Toetsvraag 1 - De Duikcomputer (3 Punten)
Gegeven:
Wanneer je aan diepteduiken doet, moet je opletten bij het terugkeren naar de oppervlakte. Ga je te snel, dan verandert de druk zo snel dat je gevaar loopt. De duiker gaat bij het stijgen van een omgeving met hogere druk naar een omgeving met lagere druk. Daarom moet je op bepaalde punten even stoppen. De duiker doet hier dus aan decompressie. Dat betekent letterlijk “ontdrukken”.
- Als je tussen 30 en 40 minuten duikt moet je 5 minuten stoppen op 3 meter.
- Als je tussen 40 en 50 minuten duikt moet je 10 minuten stoppen op 3 meter.

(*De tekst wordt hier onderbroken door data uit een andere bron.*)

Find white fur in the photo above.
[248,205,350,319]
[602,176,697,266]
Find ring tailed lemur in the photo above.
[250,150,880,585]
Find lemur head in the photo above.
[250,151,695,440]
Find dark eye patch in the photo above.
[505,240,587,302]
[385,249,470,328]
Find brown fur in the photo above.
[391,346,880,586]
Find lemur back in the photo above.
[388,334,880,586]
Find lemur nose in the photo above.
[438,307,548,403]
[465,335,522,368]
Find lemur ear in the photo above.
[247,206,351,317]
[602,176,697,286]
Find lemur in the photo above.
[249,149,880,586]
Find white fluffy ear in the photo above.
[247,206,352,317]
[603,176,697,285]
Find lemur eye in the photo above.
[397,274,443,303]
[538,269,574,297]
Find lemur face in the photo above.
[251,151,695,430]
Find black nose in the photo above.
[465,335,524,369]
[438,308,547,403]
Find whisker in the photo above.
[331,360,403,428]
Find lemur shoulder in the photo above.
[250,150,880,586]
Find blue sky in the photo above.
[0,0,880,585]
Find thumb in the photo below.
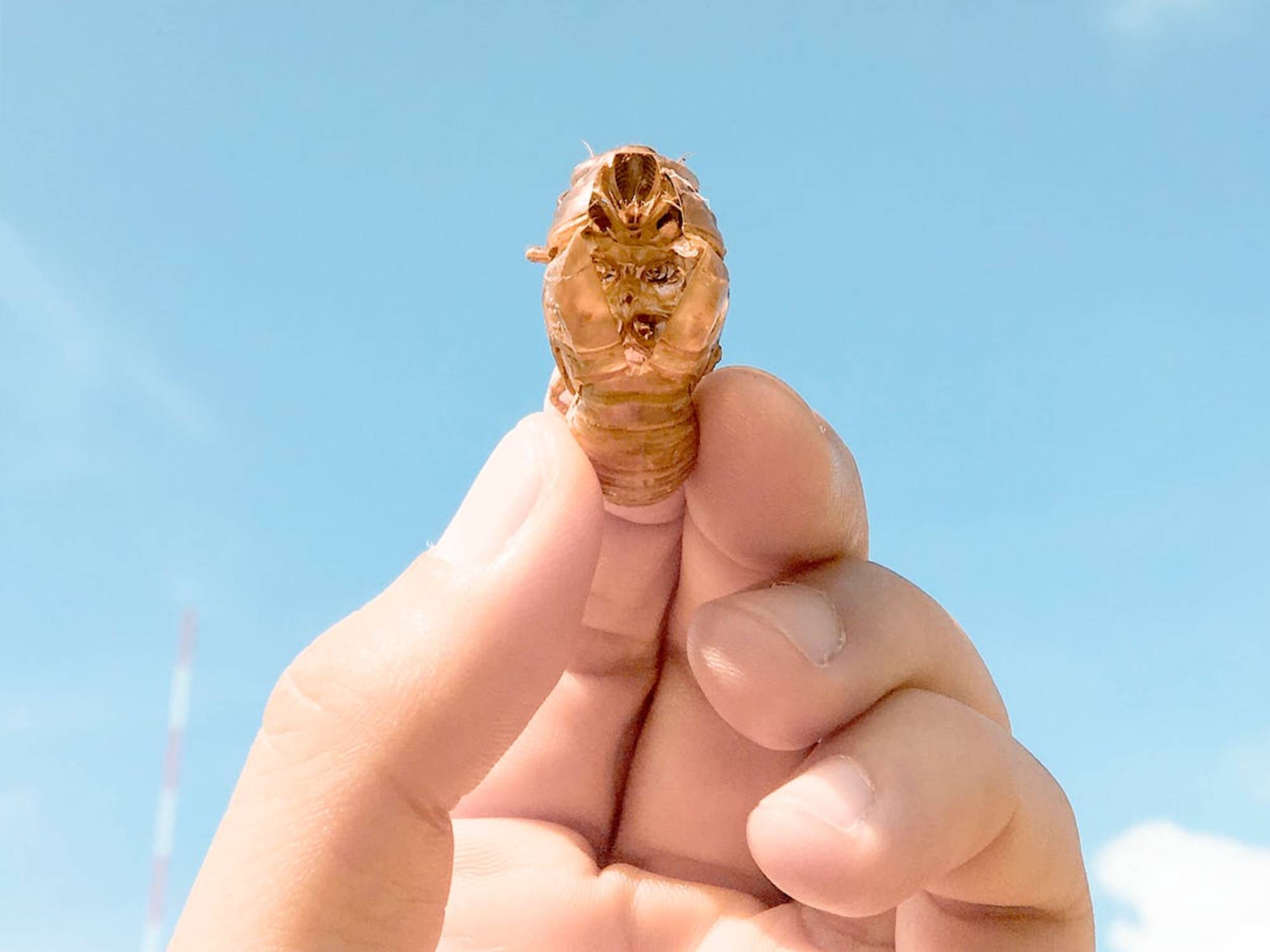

- Als je tussen 50 en 60 minuten duikt moet je 12 minuten stoppen op 3 meter.
- Als je minder dan 30 minuten duikt moet je niet stoppen op 3 meter.
Gevraagd:
- Schrijf een programma voor een eenvoudige duikcomputer.
- Die vraagt naar de tijdsduur van jouw duik op 18 meter diepte en weergeeft hoe lang en op welke diepte de duiker moet pauzeren wanneer hij/zij/hun aan decompressie doet.
Invoer:
Voer jouw totale duiktijd in: 42
Uitvoer:
Je moet tien minuten stoppen op 3 meter.